Inside the delivery room, the senior cop was shaking his head, his ears still ringing, trying to figure out what the hell had happened here, when he realized that the light level was lower—the TV camera was gone! He had to do something. Standing erect, he darted from the room and looked right, and saw the last American disappear into the stairwell. He left his junior in the delivery room and ran that way, turned into the fire stairs and ran downstairs as fast as gravity could propel him.

Wise led his people into the main lobby and right toward the main door, where their satellite van was. They’d almost made it, when a shout made them turn. It was the cop, the older one, about forty, they thought, and his pistol was out again, to the surprise and alarm of the civilians in the lobby.

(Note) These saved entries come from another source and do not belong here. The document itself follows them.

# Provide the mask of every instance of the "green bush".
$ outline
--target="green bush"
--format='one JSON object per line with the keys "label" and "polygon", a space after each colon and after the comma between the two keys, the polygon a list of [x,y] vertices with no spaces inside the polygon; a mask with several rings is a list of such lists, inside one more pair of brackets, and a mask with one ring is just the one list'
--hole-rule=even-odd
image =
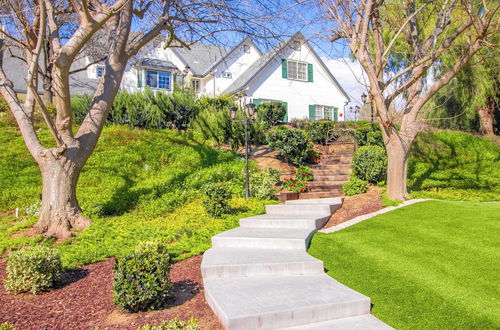
{"label": "green bush", "polygon": [[371,183],[385,181],[387,176],[387,155],[378,146],[360,147],[352,157],[353,173]]}
{"label": "green bush", "polygon": [[286,106],[281,102],[262,103],[258,107],[258,117],[268,127],[284,122]]}
{"label": "green bush", "polygon": [[62,263],[55,249],[36,246],[9,254],[5,288],[13,293],[39,293],[61,276]]}
{"label": "green bush", "polygon": [[307,124],[307,134],[309,138],[314,143],[325,144],[328,138],[328,133],[335,129],[336,125],[334,121],[321,120],[312,121]]}
{"label": "green bush", "polygon": [[279,126],[267,134],[269,148],[277,150],[293,165],[302,165],[308,160],[312,144],[306,132],[300,129]]}
{"label": "green bush", "polygon": [[231,200],[231,192],[227,184],[214,183],[205,186],[205,200],[203,205],[208,214],[214,218],[221,218],[223,214],[229,212],[229,201]]}
{"label": "green bush", "polygon": [[127,312],[164,307],[172,293],[172,255],[158,242],[145,242],[136,251],[119,257],[113,266],[114,303]]}
{"label": "green bush", "polygon": [[352,175],[351,179],[342,185],[342,191],[346,196],[363,194],[368,191],[368,182]]}
{"label": "green bush", "polygon": [[9,322],[0,323],[0,330],[16,330],[14,324]]}
{"label": "green bush", "polygon": [[89,112],[92,97],[89,95],[74,96],[71,98],[71,110],[75,123],[81,123]]}
{"label": "green bush", "polygon": [[143,325],[142,327],[138,327],[137,330],[201,330],[201,328],[198,325],[198,320],[195,318],[184,322],[175,317],[170,321],[163,321],[155,326],[149,324]]}
{"label": "green bush", "polygon": [[355,127],[356,143],[359,147],[384,147],[384,139],[379,124],[374,123],[372,128],[369,122],[359,122]]}
{"label": "green bush", "polygon": [[301,181],[313,181],[314,175],[310,167],[299,166],[295,171],[295,177]]}
{"label": "green bush", "polygon": [[280,172],[267,168],[253,172],[250,176],[250,194],[259,199],[276,199],[276,185],[280,182]]}
{"label": "green bush", "polygon": [[217,111],[229,110],[229,107],[234,105],[235,99],[232,95],[220,95],[217,97],[202,96],[198,99],[198,107],[201,110],[206,108],[214,108]]}

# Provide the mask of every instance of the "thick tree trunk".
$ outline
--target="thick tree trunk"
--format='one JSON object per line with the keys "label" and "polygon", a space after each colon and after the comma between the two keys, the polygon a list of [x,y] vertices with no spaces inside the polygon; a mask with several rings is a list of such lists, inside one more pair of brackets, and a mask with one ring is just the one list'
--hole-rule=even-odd
{"label": "thick tree trunk", "polygon": [[481,125],[481,133],[485,135],[494,135],[493,131],[493,116],[494,106],[484,105],[478,107],[477,113],[479,115],[479,123]]}
{"label": "thick tree trunk", "polygon": [[396,134],[391,134],[387,150],[387,196],[394,200],[409,197],[407,187],[408,148]]}
{"label": "thick tree trunk", "polygon": [[35,225],[45,236],[66,239],[72,229],[82,230],[90,220],[82,215],[76,199],[76,183],[80,168],[67,158],[48,161],[42,172],[42,209]]}

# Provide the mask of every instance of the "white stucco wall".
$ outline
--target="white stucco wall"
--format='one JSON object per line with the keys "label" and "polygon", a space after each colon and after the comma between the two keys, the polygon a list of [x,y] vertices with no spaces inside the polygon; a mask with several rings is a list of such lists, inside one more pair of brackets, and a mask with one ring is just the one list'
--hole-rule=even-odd
{"label": "white stucco wall", "polygon": [[[313,82],[283,78],[281,58],[312,63]],[[289,49],[281,58],[273,59],[252,79],[248,86],[248,96],[288,102],[288,120],[308,118],[309,105],[336,107],[338,108],[338,120],[345,120],[344,105],[347,99],[305,44],[302,44],[298,51]]]}

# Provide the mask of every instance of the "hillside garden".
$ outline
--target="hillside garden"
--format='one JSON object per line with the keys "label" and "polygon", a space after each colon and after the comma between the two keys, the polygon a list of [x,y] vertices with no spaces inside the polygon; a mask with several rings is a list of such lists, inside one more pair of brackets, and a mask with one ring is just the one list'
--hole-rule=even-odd
{"label": "hillside garden", "polygon": [[[80,109],[88,108],[88,102],[85,96],[72,99],[76,125],[82,120]],[[166,273],[158,276],[168,277],[174,262],[203,253],[213,235],[236,227],[240,218],[263,213],[279,190],[306,190],[312,179],[309,167],[321,161],[320,145],[335,128],[353,129],[359,146],[345,194],[363,193],[369,184],[384,186],[387,159],[377,125],[372,129],[367,122],[307,120],[285,125],[280,120],[282,106],[264,104],[250,126],[250,141],[267,144],[297,170],[294,178],[279,182],[276,170],[259,171],[251,162],[252,198],[245,200],[244,161],[238,153],[244,131],[241,122],[230,118],[233,103],[231,97],[197,99],[189,90],[170,95],[148,90],[119,93],[77,186],[79,203],[92,225],[65,241],[30,229],[40,210],[41,178],[15,123],[6,109],[0,112],[1,253],[6,256],[27,246],[50,247],[58,252],[54,262],[60,258],[63,272],[110,257],[119,260],[115,269],[119,273],[138,271],[137,267],[144,271],[136,260],[152,258],[164,264]],[[242,118],[241,111],[238,116]],[[36,126],[42,143],[48,143],[50,133],[43,122],[37,120]],[[485,138],[423,132],[411,151],[410,193],[418,198],[500,200],[499,161],[500,148]],[[434,204],[442,205],[448,204]],[[321,237],[313,241],[313,251],[318,245],[331,248],[330,243],[320,242]],[[159,242],[168,249],[158,252],[154,246]],[[318,257],[322,253],[317,252]],[[171,289],[170,284],[159,292]],[[115,288],[115,303],[125,310],[165,306],[155,299],[130,305],[130,290],[134,289]],[[120,294],[129,303],[121,303]]]}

“Keep going,” Wise told his crew, and they pushed through the doors into the open air. The van was in view, with the mini-satellite dish lying flat on the roof, and that was the key to getting this story out.

“Stop!” the cop called. He knew some English, so it would seem.

“Okay, guys, let’s play it real cool,” Wise told the other three.

“Under control,” Pete the cameraman advised. The cam­era was off his shoulder now, and his hands were out of ca­sual view.

The cop holstered his pistol and came close, with his right hand up and out flat. “Give me tape,” he said. “Give me tape.” His accent was crummy, but his English was un­derstandable enough.